Ethiopian opposition leader outlines roadmap to political reform

(L-R) Dr. Berhanu Nega, founder of the new political party Ethiopia Citizens for Social Justice (ECSJ), and Ms. Bronwyn Bruton, Director of Programs and Studies and Deputy Director of the Atlantic Council's Africa Center, discuss political reform in Ethiopia. (Atlantic Council/James Wholley)

On Tuesday, June 4, the Africa Center hosted a roundtable with Dr. Berhanu Nega, founder of the new political party Ethiopia Citizens for Social Justice (ECSJ).

Dr. Berhanu summarized the current situation in Ethiopia as one of hope and anxiety.
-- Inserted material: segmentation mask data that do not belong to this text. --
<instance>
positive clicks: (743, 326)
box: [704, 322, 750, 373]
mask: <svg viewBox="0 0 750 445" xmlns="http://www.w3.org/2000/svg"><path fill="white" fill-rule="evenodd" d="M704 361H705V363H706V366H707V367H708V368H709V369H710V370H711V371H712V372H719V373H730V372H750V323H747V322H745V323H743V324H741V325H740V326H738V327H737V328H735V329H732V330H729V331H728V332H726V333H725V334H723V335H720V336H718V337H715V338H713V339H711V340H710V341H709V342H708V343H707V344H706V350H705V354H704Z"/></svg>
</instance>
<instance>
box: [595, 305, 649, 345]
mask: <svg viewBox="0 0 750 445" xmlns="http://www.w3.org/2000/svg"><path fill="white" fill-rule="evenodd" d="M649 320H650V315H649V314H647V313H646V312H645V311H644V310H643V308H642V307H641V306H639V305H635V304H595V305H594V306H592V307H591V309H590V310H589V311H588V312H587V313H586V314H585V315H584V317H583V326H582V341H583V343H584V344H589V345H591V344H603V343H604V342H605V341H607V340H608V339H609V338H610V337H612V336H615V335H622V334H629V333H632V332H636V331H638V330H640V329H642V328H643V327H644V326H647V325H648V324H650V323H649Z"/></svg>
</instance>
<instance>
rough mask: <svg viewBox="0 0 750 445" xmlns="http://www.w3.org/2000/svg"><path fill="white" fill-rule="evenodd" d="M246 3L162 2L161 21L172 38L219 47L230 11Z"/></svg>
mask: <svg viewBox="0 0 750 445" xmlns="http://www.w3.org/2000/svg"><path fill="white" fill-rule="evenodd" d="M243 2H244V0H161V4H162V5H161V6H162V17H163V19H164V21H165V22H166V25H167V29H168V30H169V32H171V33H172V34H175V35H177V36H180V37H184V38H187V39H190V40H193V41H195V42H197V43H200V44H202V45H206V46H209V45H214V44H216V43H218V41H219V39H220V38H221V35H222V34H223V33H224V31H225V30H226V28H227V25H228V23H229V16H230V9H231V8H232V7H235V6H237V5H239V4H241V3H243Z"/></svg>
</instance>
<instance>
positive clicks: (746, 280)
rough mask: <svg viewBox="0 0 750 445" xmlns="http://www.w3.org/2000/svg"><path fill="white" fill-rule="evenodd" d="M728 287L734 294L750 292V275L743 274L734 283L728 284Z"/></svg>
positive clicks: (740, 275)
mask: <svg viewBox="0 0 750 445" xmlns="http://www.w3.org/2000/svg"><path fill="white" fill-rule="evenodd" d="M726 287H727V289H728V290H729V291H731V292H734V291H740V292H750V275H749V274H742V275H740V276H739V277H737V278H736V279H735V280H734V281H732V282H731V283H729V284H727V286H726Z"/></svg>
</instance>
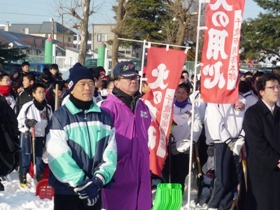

He claimed many Ethiopians remain optimistic that a real transition to democracy is possible, but also cautioned against the impatience of the youth population for sweeping immediate change, characterizing the popular intent as “revolution” rather than “reform.” He also spoke extensively about the challenges involved in staging credible elections by May 2020, describing the difficulties of resolving ethnic-based conflicts and tribal alliances without constitutional reform. Dr. Berhanu noted that the ECSJ is the first political party to not be constituted on ethnic lines with representation in almost all of Ethiopia’s 547 constituencies.

Ms. Bronwyn Bruton, Africa Center director of programs and studies and deputy director, moderated the ensuing discussion, during which participants engaged Dr. Berhanu on the role of outside mediators in Ethiopia’s political reform process, the status of conflict- and drought-IDPs, and Ethiopians’ perception of Prime Minister Abiy Ahmed.